Vizepräsident Willi Mittelstädt:

Herr Staatsminister Robra, bitte.


Rainer Robra (Staatsminister und Minister für Kultur):

Ich bestreite gar nicht, dass wir diese Debatte brauchen. Ich begrüße sie auch. Selbstverständlich ist im Moment noch gar nichts. Ich habe nur zu verstehen gegeben, dass wir schon etwas länger unterwegs sind. Deshalb verfolge ich auch diese Prozesse.

Ich sprach nicht von einem der drei Juncker-Szenarien, sondern von den Szenarien, die aus dem Hause Oettinger, des Haushaltskommissars kommen, auch im Zusammenhang mit dem Brexit. Dazu haben Sie zutreffend gesagt, eigentlich sei das in Relation zum Ganzen doch nur ein verschwindend geringer Prozentsatz; das müsste man auch anders bewältigen können.

Es gibt aber auch Szenarien, bei denen die Kohäsionsmittel nicht mehr für die Übergangsregionen zur Verfügung gestellt werden mit der Folge, dass - so heißt es dazu in einem Papier - alle Regionen Deutschlands und einige andere Mitgliedsstaaten, die sie zurzeit noch bekommen, herausfielen. Dagegen kämpfen und argumentieren wir an. Wir haben gute Argumente für unsere Position.
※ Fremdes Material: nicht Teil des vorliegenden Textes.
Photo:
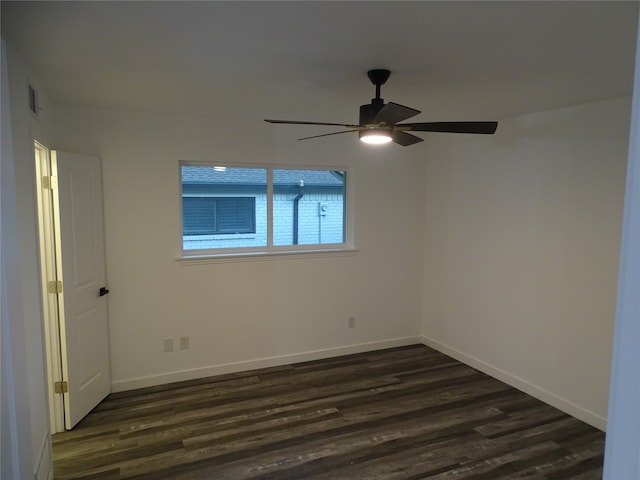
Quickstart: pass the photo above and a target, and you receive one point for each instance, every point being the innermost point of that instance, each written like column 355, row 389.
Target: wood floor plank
column 398, row 414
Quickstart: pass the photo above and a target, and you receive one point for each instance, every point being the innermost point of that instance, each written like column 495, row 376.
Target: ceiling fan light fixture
column 375, row 136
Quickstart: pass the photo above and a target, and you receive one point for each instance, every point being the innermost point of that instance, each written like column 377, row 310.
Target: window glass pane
column 223, row 207
column 308, row 207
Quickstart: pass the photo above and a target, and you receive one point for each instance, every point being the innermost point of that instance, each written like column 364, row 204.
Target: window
column 255, row 209
column 224, row 215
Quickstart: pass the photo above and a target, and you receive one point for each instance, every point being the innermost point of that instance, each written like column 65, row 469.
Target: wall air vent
column 34, row 108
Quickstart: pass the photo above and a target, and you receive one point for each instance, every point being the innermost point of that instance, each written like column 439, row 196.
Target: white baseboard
column 191, row 374
column 44, row 467
column 552, row 399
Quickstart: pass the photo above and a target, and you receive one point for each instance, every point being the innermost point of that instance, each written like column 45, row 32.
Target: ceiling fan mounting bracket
column 378, row 76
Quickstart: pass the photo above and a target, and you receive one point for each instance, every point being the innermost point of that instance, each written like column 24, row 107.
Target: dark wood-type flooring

Dass es bei Politikern der unterschiedlichsten Parteien und Herkunftsregionen auch Positionen gibt, die uns nicht schmecken, habe ich schon eingangs zugestanden. Ja, es gibt immer wieder einmal die Renationalisierungsdebatte, hinter der sich das verbirgt, was Sie vorhin beschrieben haben nach dem Motto „Wir zahlen nicht mehr ein, wir geben es euch ja so.“

Dagegen sind wir schon vor 14, 15 Jahren im Vorfeld der vorletzten Förderperiode auf die Bäume geklettert und auch erfolgreich gewesen. Deshalb bin ich an dieser Stelle dankbar, dass sich der Bund dagegen positioniert hat.
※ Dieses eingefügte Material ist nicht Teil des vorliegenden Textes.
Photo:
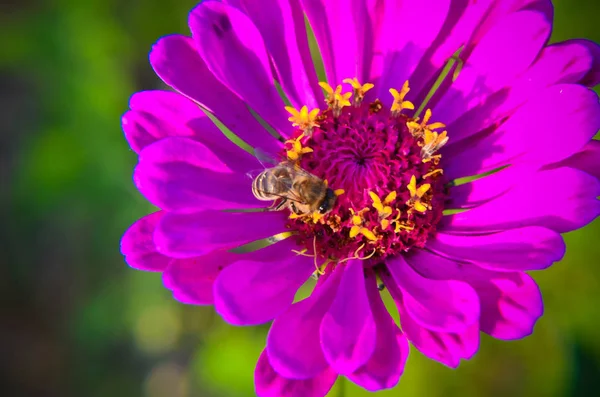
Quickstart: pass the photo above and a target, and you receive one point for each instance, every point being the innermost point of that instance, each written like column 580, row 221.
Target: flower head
column 452, row 273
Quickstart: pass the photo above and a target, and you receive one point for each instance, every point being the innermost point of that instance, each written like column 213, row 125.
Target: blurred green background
column 78, row 322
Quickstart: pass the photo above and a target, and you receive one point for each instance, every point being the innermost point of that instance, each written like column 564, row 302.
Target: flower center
column 385, row 163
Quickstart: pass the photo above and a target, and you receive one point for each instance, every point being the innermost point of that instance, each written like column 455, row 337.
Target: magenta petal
column 192, row 279
column 567, row 62
column 482, row 190
column 528, row 138
column 182, row 175
column 462, row 20
column 348, row 329
column 189, row 235
column 293, row 342
column 445, row 306
column 403, row 52
column 251, row 291
column 592, row 78
column 384, row 368
column 138, row 246
column 234, row 51
column 269, row 383
column 175, row 60
column 339, row 29
column 159, row 114
column 527, row 248
column 281, row 25
column 447, row 348
column 502, row 54
column 587, row 159
column 511, row 302
column 561, row 199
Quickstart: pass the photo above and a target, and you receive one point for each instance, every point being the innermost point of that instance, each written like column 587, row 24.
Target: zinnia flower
column 452, row 252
Ja, es ist noch viel Überzeugungsarbeit zu leisten. In Brüssel sind Machtkämpfe auszufechten. Das geht sicher nicht im Kuschelstil. Aber wir sind Gott sei Dank im Moment in der Gemeinschaft aller deutschen Länder noch gut positioniert. Das muss nicht so bleiben. Wir haben unter den Ländern und mit dem Bund zurzeit - ich hoffe, es bleibt auch so - gewissermaßen keinen Gap, keine unterschiedlichen Positionen, die gegeneinanderstehen. Das ist sicherlich auch ein Stück weit der rhetorischen Brillanz jener zu verdanken, die das für uns formulieren.
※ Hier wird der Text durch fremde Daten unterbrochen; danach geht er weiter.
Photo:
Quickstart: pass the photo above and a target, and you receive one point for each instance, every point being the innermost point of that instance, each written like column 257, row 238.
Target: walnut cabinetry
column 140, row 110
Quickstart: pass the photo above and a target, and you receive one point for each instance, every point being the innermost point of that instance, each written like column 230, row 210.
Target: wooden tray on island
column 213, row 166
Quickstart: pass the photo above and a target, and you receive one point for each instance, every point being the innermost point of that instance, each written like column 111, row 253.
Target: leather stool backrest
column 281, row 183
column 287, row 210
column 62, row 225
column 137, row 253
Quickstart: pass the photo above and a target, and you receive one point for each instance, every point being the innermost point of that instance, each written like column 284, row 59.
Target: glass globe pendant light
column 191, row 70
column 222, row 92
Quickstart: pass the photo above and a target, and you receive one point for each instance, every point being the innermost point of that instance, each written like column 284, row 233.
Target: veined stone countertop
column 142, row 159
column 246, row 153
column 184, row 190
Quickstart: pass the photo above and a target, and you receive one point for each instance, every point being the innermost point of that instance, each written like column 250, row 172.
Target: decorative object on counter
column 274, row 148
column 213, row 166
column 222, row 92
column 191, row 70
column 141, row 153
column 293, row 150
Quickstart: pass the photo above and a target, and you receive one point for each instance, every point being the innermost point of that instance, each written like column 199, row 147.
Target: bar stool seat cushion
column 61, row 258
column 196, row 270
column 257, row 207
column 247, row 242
Ich hoffe, dass die Konflikte nicht noch im Laufe der Zeit aufbrechen. Wenn es so bleibt, wie wir es bisher in allen Positionierungen der Bundesrepublik Deutschland erreicht haben, zumindest bis in den Ausschuss der Regionen - und dort wird es von sehr vielen Regionen mitgetragen; im Europäischen Parlament sind wir noch nicht so weit -, dann bin ich nicht ängstlich.

Ich denke, wir werden uns dort durchsetzen können, weil wir insgesamt, wenn man Europa in toto und all die Effekte betrachtet, die Sie zutreffend beschrieben haben, in der Handelsbilanz und darüber hinaus, sehr gute Argumente haben.